Шульцвейн падал на диван, топал уродливыми ногами, вопил, осклабляя розовые сочные губы до ушей, стонал, бил кулаками в стол, себя в грудь и кричал: «Двести тысяч, двести тысяч!»

— Да что вы так выходите из себя? — уже иронически спросил полковник.

— Это деньги нажитые, трудовые! Я знаю труд! Я его знаю! Боже мой, боже, когда бы их нашли! О, если бы их нашли!

— Вы видите, я спокоен. Мне жаль более моей красавицы. Видите, я вам сознался…

Утром подъехали другие соседи: братья Небольцевы, Швабер, Вебер, Авдотья Петровна Щелкова.
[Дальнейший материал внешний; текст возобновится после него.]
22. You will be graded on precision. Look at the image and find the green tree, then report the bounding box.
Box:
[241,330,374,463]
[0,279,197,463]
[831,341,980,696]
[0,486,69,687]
Шутовкин вошел, похрамывая и проклиная дорогу. Он особенно нежно и с чувством пожал руку полковника.

— Душа, Володя! Я тебя лучше других понимаю; не денег тебе жаль, ты жалеешь другого сокровища — ее! Она готовилась тебе подарить ангела-сына или, может быть, дочь.

Шутовкин, едучи к новому другу, выпил. К обеду прискакал Подкованцев. Он был смирнее, не попросил по обычаю ни бювешки, ни манжекать, внес портфель, достал оттуда какую-то бумагу, подал ее Панчуковскому и, обратясь к присутствующим, сказал:

— Меня, господа, берут у вас, гонят в отставку; вы меня не отстояли, а увидите, — без Подкованцева вам житья не будет.

— Нет, мы вас не отдадим…

— Не отдадите? Теперь уже поздно! Зато я тот же-с, как и был! Вы бы послушали прежде мои новости: фаэтон, господа, полковницкий я нашел, и его сюда уже везут…

— Нашли, экипаж нашли! — закричали слушатели и сбежались поздравлять полковника, — а лошади?

— Один экипаж пока, — печально заключил исправник, — экипаж и два пустые чемоданчика на берегу моря, an bord de la mer, messienrs![40]. только покамест и нашли!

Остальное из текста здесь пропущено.